Studio album by Morning Musume '17
- Released: December 6, 2017 (JP)
- Recorded: 2017
- Genre: J-pop; electronica; EDM; dance-pop;
- Label: Zetima;
- Producer: Tsunku;

Morning Musume '17 chronology
| 14 Shō: The Message (2014) | 15 Thank You, Too (2017) | 16th ~That's J-POP~ (2021) |

Singles from 15 Thank You, Too
- "Brand New Morning / Jealousy Jealousy" Released: March 8, 2017; "Jama Shinaide Here We Go! / Dokyū no Go Sign / Wakaindashi!" Released: October 4, 2017;

= 15 Thank You, Too =

15 Thank You, Too (stylized as ⑮ Thank you, too) is the 15th studio album by the Japanese girl group Morning Musume '17. It was released in Japan on December 6, 2017 with two versions: a limited CD+Blu-ray edition and a regular CD-only edition.

== Release details ==
The album was announced on October 21 in Hokkaido, during their 2017 Autumn Tour: "Morning Musume Tanjō 20 Shuunen Kinen Concert Tour 2017 Aki ~We are MORNING MUSUME~". Making this their first album in over 3 years and created their widest gap between studio albums.

On November 2, the official track list was released and revealed that only their two most recent singles were included.

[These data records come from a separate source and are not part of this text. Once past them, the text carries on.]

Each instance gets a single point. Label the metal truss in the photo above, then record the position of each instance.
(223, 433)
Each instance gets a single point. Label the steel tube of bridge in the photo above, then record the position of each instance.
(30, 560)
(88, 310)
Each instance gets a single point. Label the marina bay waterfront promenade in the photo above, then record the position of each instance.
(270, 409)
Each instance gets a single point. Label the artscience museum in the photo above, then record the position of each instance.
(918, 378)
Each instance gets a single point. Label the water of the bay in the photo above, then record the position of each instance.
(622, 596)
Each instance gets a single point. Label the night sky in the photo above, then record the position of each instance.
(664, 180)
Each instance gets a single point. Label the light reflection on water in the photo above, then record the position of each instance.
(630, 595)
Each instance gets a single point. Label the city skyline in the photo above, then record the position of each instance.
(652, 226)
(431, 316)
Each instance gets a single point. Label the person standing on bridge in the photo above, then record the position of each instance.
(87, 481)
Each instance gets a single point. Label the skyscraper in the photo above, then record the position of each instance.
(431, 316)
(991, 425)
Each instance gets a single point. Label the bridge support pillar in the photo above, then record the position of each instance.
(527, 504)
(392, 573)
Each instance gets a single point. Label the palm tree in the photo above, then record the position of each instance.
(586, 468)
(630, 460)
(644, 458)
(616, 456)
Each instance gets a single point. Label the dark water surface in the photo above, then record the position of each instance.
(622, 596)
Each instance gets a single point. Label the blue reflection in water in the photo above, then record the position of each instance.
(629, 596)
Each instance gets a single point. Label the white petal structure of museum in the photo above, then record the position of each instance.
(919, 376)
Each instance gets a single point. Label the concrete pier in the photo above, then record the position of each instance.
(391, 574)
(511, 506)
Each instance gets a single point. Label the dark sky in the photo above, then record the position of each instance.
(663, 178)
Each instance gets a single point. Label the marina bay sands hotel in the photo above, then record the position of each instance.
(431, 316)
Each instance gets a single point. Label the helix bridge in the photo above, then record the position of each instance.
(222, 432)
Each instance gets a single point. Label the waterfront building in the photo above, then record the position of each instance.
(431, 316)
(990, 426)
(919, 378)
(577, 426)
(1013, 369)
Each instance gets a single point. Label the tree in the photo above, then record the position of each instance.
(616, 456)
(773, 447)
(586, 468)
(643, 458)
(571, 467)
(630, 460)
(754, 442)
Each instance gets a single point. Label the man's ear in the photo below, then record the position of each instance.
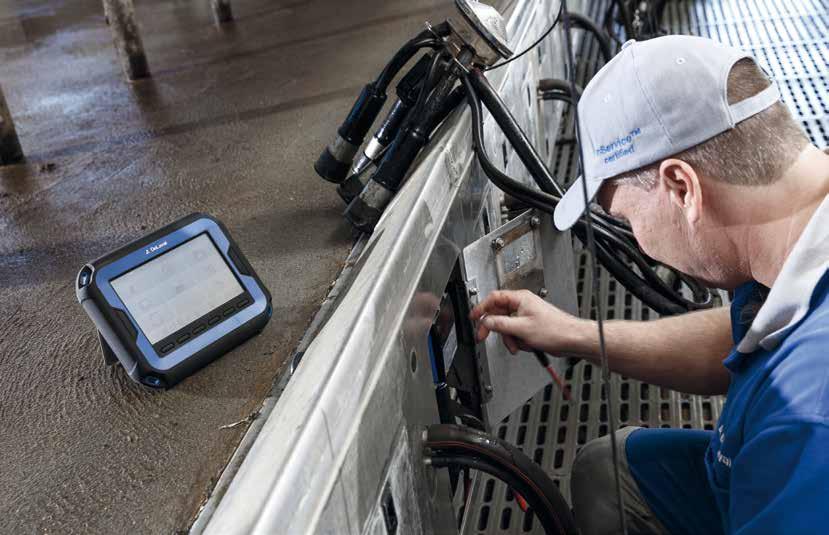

Leaving out five other singles released between 2015 and 2016. Nonetheless, the album includes 10 brand new tracks and 3 of which are: an unreleased song from 2015, a remake of their 23rd single and a self cover of their indies single with new arrangements.

This release also includes a limited edition Blu-ray recording of their 20th Anniversary Event held on September 14, 2017 in Shinkiba Studio Coast: "Morning Musume Kessei 20 Shuunen Kinen Event ~21 Nenme mo Ganbatte Ikimasshoi!~". The event featured surprise guests, Sayumi Michishige and Reina Tanaka (Morning Musume OG).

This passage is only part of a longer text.